Usage: python InVExPreprocess.py [options] <individualSetId> <powerPathsFile>
There are three steps to running the core of InVEx. The first step (Prepare.py) copies and uncompresses all the power files into a single directory in a temporary location. It also prints to stdout the command line arguments for a set of jobs that can be run in parallel (InVEx.py) and a final postprocessing step (Gather.py).
Usage: python Prepare.py <libdir> <numRunsPerJob> [options] <hugoGeneSymbols> <maf> ...
The Prepare.py stage prints to standard output the command line arguments for the InVEx.py script. The number of individual command lines will be the total number of genes in the <hugoGeneSymbols> file modulus the <numRunsPerJob> plus a final command line for the Gather.py script. These individual command lines are intended (but not required) to be run in parallel. When these jobs are finished, then the Gather.py script should be run.

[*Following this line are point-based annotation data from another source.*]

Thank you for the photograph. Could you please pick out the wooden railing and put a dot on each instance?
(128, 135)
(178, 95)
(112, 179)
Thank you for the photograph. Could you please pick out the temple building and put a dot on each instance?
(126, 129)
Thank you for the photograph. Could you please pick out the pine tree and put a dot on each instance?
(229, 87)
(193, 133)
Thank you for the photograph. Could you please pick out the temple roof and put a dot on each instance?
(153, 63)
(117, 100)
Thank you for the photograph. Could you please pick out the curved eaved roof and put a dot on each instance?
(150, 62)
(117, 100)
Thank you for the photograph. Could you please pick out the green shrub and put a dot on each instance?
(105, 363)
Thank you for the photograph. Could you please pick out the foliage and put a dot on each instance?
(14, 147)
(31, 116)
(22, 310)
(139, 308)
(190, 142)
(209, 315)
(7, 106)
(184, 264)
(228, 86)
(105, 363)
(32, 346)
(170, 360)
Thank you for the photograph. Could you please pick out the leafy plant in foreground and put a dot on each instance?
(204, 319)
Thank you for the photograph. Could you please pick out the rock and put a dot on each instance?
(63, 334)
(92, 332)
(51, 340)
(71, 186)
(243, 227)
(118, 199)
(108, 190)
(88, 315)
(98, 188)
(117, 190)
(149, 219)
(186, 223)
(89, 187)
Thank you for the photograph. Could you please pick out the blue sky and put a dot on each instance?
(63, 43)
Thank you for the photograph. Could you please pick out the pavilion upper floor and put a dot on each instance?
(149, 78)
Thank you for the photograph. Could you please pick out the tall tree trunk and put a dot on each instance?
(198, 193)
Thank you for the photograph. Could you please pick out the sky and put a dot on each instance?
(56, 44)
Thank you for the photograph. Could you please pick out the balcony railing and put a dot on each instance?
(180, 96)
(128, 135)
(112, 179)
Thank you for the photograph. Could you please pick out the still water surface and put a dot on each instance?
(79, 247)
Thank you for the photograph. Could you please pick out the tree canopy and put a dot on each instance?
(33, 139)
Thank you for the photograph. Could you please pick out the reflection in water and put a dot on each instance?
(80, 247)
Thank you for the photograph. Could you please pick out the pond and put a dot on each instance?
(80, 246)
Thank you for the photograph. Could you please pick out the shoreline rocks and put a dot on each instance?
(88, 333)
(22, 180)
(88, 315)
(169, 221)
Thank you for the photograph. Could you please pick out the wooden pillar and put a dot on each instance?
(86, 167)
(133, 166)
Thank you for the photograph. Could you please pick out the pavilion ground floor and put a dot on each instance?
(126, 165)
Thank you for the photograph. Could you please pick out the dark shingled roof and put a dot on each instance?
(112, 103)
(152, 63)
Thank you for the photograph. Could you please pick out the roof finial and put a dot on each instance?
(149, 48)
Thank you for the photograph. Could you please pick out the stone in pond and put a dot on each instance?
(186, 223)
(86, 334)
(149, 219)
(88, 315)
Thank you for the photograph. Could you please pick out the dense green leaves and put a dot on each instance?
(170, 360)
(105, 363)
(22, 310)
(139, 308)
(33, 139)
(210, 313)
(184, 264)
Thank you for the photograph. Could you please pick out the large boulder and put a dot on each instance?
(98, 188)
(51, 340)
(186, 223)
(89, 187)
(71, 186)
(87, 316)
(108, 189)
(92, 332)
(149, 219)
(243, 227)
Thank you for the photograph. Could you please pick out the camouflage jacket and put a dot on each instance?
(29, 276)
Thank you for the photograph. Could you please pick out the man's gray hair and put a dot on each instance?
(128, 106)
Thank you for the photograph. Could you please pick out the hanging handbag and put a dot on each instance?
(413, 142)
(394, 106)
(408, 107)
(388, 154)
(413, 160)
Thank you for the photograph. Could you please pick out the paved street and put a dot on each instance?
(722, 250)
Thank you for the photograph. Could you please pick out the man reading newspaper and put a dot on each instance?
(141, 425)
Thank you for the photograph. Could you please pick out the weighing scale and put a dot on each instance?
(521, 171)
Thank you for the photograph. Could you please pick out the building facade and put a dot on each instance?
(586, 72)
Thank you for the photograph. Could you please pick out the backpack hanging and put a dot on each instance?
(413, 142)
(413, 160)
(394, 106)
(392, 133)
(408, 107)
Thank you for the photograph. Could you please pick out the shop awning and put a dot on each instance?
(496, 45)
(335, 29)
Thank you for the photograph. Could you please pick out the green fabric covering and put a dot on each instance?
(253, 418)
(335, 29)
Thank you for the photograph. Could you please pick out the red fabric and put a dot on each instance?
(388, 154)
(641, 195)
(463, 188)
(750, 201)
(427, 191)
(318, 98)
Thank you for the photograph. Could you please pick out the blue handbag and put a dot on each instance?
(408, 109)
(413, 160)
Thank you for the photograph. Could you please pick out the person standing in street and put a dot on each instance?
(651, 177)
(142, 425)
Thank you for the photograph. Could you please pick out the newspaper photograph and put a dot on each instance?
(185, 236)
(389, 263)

This is a potentially very long running step (several days for especially big genes). As mentioned above, there may be many scatter jobs to run depending on the <numRunsPerJob> argument prescribed above and the number of genes in your <hugoGeneSymbols> input file. Since the inputs are generated by the Prepare.py step, the usage description is not given here. Scatter's inputs are very similar to those of Prepare.py. One important note is that each scatter job MUST be executed in its own scatter subdirectory named scatter.<jobNumber> where jobNumber should be unique for every Scatter job (e.g. scatter.1, scatter.2, etc.). The Gather step below requires this directory structure so that it can find all the individual scatter jobs results for aggregation.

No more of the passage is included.